Invariance principle for variable speed random walks on trees

Abstract

We consider stochastic processes on complete, locally compact tree-like metric spaces $(T,r)$ on their “natural scale” with boundedly finite speed measure $\nu$. Given a triple $(T,r,\nu)$ such a speed-$\nu$ motion on $(T,r)$ can be characterized as the unique strong Markov process which if restricted to compact subtrees satisfies for all $x,y\in T$ and all positive, bounded measurable $f$, \begin{equation}\label{eabstract}\mathbb{E}^{x}[\int^{\tau_{y}}_{0}\mathrm{d}sf(X_{s})]=2\int_{T}\nu(\mathrm{d}z)r(y,c(x,y,z))f(z)<\infty,\end{equation} where $c(x,y,z)$ denotes the branch point generated by $x,y,z$. If $(T,r)$ is a discrete tree, $X$ is a continuous time nearest neighbor random walk which jumps from $v$ to $v'\sim v$ at rate $\frac{1}{2}\cdot(\nu(\{v\})\cdot r(v,v'))^{-1}$. If $(T,r)$ is path-connected, $X$ has continuous paths and equals the $\nu$-Brownian motion which was recently constructed in [Trans.

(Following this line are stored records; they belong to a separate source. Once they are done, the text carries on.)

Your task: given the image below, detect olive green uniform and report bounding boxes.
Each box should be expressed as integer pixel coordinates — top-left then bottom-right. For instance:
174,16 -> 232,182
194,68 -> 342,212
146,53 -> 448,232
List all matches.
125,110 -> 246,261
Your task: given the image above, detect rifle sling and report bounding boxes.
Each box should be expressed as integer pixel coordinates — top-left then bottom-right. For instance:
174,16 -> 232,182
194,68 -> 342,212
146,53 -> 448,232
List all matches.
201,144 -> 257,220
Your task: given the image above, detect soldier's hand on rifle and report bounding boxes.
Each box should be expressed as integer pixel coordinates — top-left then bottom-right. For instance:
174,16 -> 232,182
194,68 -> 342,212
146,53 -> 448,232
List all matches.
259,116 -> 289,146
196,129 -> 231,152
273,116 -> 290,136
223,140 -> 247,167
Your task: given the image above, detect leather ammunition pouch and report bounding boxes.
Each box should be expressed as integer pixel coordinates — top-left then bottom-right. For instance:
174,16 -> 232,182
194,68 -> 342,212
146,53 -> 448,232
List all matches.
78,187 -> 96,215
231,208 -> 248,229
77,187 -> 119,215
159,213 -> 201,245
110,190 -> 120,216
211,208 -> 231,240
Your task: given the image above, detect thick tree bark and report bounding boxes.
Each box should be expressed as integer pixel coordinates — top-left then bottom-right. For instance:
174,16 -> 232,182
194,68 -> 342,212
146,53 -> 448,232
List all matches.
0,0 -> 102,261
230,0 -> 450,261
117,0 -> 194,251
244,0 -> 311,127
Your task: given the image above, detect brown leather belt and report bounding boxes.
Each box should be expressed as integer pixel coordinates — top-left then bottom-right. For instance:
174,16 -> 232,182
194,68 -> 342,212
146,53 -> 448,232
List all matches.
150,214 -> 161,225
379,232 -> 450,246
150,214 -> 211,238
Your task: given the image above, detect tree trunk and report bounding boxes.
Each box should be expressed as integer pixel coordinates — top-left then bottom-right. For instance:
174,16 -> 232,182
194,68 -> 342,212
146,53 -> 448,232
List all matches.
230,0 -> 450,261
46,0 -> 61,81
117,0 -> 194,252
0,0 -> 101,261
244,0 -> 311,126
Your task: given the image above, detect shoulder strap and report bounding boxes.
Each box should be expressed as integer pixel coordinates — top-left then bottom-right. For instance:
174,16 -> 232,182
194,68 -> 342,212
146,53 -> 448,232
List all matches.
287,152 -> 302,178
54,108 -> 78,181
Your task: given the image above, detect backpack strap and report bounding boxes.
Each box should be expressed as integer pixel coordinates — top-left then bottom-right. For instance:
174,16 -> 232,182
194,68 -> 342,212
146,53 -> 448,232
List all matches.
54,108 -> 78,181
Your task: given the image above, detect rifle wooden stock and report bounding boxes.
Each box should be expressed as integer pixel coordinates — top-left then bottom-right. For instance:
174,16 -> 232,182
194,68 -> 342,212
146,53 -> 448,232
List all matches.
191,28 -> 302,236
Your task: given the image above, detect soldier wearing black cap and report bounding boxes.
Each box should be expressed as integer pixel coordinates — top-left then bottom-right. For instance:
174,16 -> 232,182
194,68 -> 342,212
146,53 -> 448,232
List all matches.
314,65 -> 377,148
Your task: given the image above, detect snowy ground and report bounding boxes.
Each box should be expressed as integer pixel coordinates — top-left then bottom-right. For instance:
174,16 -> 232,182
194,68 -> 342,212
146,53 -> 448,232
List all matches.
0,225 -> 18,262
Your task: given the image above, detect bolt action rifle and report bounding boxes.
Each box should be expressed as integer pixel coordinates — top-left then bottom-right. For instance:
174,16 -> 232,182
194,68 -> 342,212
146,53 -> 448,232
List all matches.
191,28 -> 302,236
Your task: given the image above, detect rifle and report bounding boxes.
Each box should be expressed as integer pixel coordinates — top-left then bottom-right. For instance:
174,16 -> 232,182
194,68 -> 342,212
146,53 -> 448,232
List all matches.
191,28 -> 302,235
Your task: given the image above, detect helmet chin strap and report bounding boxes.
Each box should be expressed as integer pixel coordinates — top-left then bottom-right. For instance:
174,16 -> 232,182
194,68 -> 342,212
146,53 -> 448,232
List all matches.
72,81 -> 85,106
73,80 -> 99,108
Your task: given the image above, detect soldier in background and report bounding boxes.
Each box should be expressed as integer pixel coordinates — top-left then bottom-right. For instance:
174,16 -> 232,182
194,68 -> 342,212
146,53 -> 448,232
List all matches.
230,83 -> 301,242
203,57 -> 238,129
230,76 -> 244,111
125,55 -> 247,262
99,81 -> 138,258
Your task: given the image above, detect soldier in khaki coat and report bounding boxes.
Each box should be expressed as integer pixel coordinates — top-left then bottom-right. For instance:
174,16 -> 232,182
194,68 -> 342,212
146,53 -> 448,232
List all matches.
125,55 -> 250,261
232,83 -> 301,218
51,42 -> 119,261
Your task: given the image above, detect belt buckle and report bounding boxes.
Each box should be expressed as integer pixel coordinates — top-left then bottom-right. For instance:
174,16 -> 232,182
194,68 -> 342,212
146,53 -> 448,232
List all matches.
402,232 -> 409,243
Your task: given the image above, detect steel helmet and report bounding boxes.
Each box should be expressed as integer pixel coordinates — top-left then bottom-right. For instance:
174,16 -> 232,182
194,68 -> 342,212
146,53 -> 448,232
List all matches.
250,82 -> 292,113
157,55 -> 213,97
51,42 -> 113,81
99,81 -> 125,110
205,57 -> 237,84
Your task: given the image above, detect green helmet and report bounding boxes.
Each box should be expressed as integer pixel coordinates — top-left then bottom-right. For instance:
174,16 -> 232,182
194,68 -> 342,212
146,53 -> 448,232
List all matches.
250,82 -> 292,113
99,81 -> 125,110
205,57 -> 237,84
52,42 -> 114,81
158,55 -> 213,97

Amer. Math. Soc. 365 (2013) 3115–3150]. In this paper, we show that speed-$\nu_{n}$ motions on $(T_{n},r_{n})$ converge weakly in path space to the speed-$\nu$ motion on $(T,r)$ provided that the underlying triples of metric measure spaces converge in the Gromov–Hausdorff-vague topology introduced in [Stochastic Process. Appl. 126 (2016) 2527–2553].